The fact that classes have shared reference-counted ownership means it's not even an option to attempt static decomposition of them (outside of the deinit itself). And I would say that "zero-runtime-overhead abstractions" are indeed a general goal of this feature, and that arguably includes the overhead of checking avoidable invalid states.

fclout · March 4, 2023, 3:54pm

I wanted to pitch in favour of something like that because I feel it avoids growing the “language surface”. Forget as an operator duplicates access control rules and it comes with slightly different consequences for consuming than every other consuming operations. I find that making it a method is easier to hold in my head.

One pattern I’d probably use a lot, at least privately, would be to have a forgetting method that returns the held resource and consumes self, like unique_ptr’s release(). I could do that with either the operator or an attribute that makes the method forgetting. However, in the operator case, this pattern would not get any of forget’s benefits. It’s just one data point, but being able to find realistic cases where there isn’t much of a difference says to me that a new operator might not pull its mental overhead.

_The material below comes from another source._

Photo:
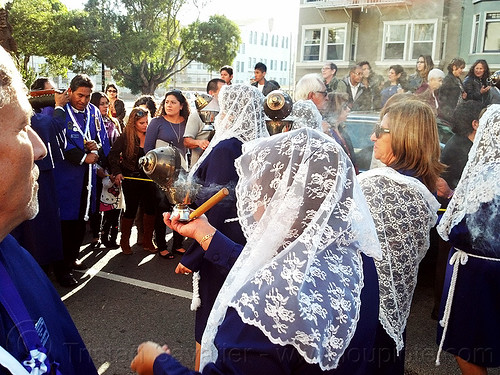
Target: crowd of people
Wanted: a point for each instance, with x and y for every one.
(309, 266)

fclout · March 4, 2023, 10:28pm

Other than this: completely in favor of non-copyable types, I think it's the right direction for Swift, etc. Only minor remarks are that given a prefix keyword/attribute to mark non-copyable types, I don't know what syntax we'll use for generic types that are copyable when their type arguments are. If the end result is a prefix keyword, I agree with other commenters that it's an important enough concept that it deserves to be outside of the @ syntactic namespace (which, until the introduction of result builders and property wrappers, I considered to be the namespace for keywords that had minor influence).

Joe_Groff · March 6, 2023, 5:38pm

Although the review period is winding down, one topic I'd like to hear the community's feedback on is the lifetime behavior for noncopyable variables that don't get consumed. For copyable types, we've been imprecise about how long values live for, since we want to reserve optimization opportunities for ourselves with ARC, and the nature of shared ownership already makes the precise end of objects' lifetimes hard to predict, since you never definitely know who the last owner of an object is. However, we don't have that issue with single-ownership, noncopyable values, so we can choose to be more precise. The proposal currently states that a local value gets destroyed after its last use if it isn't otherwise consumed, so in this example:

func borrow(_: borrowing Foo)

func use(x: consuming Foo) {
  print("a")
  borrow(x)
  // x's lifetime ends after `borrow` returns
  print("b")
}

the deinit if any for x would run before print("b"). Another option that might be more in line with developers' expectations might be to guarantee that x's lifetime covers its lexical scope (up to the point it's consumed), which would be in line with C++ and Rust.

Jon_Shier · March 6, 2023, 5:44pm

Can you speak to why Rust chose that behavior? Easier reasoning?